This summer I went to Disney with my dance group. (Yes, eventually I will write about that.) I am one of the oldest dancers of the group. Most of the dancers are teenagers and here I am, 34, and definitely not a teenager anymore. It was a little awkward for me but the experience was well worth it. I promised myself that I would enjoy myself since I was kid-free, for some of the trip, and that I didn’t need to act like the mom the whole trip. I have a tendency to do that, as I am sure many of you moms can relate.
I was seated next to my friend, Melissa, who is 10 years younger than I am, on the plane. She had some anxiety due to flying on a plane. I had some as well since it had been several years since I had flown, but I pushed it aside. I told her if she needed me, I was there. And she did need me…at least my hand.
The plane took a couple of dips and she grabbed and squeezed my hand as hard as she could. I couldn’t leave my “momness” behind. It is who I am and who I was born to be. Melissa could sense that and it seemed as though just holding my handmade her feel safe and calm. I made sure that she was ok and talked to her when she needed me, or just let her squeeze my hand if that is what she needed.

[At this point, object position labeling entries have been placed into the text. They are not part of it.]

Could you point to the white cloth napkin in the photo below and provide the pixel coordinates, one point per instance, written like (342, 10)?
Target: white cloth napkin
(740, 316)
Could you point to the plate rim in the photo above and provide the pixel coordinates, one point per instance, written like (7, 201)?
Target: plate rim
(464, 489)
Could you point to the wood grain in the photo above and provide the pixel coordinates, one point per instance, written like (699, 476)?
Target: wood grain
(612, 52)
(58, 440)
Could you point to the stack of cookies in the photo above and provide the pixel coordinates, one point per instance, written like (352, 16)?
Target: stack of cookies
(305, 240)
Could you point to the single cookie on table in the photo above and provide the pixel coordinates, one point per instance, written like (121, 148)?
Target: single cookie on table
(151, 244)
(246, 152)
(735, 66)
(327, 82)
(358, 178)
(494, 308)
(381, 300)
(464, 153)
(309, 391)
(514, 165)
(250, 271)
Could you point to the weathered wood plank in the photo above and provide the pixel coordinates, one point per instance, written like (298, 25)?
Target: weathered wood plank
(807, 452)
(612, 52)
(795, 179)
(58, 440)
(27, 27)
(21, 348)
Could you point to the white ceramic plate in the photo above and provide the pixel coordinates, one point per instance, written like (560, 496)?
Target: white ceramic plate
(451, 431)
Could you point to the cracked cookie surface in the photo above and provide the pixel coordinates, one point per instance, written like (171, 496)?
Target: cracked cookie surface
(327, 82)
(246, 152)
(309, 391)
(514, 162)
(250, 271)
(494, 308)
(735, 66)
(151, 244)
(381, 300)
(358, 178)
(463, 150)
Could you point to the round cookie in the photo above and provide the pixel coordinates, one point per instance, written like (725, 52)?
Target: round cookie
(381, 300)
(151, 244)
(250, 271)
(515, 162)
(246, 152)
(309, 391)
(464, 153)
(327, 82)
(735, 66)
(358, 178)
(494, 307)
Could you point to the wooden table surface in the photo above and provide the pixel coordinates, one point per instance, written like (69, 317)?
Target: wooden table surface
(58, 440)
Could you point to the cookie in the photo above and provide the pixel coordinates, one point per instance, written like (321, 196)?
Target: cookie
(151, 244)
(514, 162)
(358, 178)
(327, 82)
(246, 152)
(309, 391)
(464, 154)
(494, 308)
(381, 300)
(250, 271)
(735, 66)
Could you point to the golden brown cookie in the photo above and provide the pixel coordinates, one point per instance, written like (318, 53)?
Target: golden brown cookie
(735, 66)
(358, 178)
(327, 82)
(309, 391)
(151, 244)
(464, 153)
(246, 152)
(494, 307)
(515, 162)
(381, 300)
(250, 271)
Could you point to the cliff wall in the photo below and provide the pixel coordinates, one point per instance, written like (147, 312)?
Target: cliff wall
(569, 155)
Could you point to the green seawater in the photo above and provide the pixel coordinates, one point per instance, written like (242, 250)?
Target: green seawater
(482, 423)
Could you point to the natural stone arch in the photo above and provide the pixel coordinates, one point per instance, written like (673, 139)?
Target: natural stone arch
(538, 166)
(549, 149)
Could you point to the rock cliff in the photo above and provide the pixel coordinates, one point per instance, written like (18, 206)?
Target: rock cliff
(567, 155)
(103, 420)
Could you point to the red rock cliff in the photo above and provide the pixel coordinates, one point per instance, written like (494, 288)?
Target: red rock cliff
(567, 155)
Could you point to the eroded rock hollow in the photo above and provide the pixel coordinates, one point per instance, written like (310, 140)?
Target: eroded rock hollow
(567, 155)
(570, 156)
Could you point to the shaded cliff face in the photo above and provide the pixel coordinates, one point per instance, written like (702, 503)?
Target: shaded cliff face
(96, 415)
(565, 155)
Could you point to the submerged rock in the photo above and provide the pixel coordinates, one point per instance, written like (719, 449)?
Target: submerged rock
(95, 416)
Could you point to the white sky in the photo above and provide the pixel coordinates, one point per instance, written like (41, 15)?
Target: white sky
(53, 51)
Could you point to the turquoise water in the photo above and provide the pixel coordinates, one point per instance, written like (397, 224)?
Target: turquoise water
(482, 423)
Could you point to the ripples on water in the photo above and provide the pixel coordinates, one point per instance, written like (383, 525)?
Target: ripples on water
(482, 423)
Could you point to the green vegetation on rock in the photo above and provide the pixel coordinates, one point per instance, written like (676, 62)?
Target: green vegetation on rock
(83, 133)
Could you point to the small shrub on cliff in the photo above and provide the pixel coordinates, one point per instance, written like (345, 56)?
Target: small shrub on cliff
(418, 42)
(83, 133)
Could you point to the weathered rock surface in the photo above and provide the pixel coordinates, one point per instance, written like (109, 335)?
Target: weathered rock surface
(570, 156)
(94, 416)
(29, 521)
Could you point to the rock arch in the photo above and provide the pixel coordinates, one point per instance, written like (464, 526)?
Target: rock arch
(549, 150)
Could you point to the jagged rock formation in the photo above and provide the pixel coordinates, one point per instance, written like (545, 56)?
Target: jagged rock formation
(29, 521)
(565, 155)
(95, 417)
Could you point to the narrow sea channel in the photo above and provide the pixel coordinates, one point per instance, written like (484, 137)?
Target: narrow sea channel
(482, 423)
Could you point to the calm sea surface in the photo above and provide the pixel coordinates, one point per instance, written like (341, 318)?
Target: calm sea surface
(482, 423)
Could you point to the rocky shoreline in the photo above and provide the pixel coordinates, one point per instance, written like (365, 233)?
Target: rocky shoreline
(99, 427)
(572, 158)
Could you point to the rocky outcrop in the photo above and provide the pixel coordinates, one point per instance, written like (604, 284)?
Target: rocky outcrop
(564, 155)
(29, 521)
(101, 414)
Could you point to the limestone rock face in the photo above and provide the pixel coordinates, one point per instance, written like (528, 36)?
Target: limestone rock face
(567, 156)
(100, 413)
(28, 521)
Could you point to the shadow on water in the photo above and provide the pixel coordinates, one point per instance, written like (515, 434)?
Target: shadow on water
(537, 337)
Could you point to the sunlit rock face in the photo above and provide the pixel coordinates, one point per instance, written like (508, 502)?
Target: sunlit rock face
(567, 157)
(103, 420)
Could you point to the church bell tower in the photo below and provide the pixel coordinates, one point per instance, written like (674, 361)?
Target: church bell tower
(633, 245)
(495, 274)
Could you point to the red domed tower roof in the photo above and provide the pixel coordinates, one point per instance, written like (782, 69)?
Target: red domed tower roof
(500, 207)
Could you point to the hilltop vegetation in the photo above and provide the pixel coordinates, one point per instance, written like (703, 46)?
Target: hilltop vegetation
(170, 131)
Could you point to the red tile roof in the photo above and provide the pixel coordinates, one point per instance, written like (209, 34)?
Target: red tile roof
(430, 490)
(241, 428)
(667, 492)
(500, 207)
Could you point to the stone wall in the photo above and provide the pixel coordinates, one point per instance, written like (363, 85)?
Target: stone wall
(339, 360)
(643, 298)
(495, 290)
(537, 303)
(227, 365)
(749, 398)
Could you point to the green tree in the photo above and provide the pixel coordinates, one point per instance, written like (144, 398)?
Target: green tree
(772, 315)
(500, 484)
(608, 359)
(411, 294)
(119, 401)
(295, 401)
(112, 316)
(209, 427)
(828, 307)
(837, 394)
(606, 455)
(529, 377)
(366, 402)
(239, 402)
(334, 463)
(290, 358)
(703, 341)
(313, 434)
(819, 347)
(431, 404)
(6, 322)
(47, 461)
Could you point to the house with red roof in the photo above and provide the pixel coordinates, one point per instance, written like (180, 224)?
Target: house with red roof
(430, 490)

After we got off the plane Melissa looked at me and told me that I had mom hands. At first I was like, what the heck?! Then she explained herself. She said that my hands were soft and comforting like a mom’s hands. I helped to calm her down when she needed it most. It made my heart swell.
About a week after I had been home, Paige was being a little whiney after a rather trying day. She curled up on the couch next to me and looked up at me. “Mom I just want to hold your hand.”
Again my heart swelled.
And then this happened.
I melted. She just wanted to hold my hand so that she could fall asleep. That was all.
After Paige went to bed, someone else needed to hold my hand too…
Even the dog can sense it.
Not so long ago, I didn’t want to have children. I was determined that I wasn’t going to be a mom. It just wasn’t for me. Once I met Dave, it all changed. Obviously I couldn’t fight it. I was born to be a mom and I have mom hands. I couldn’t be happier.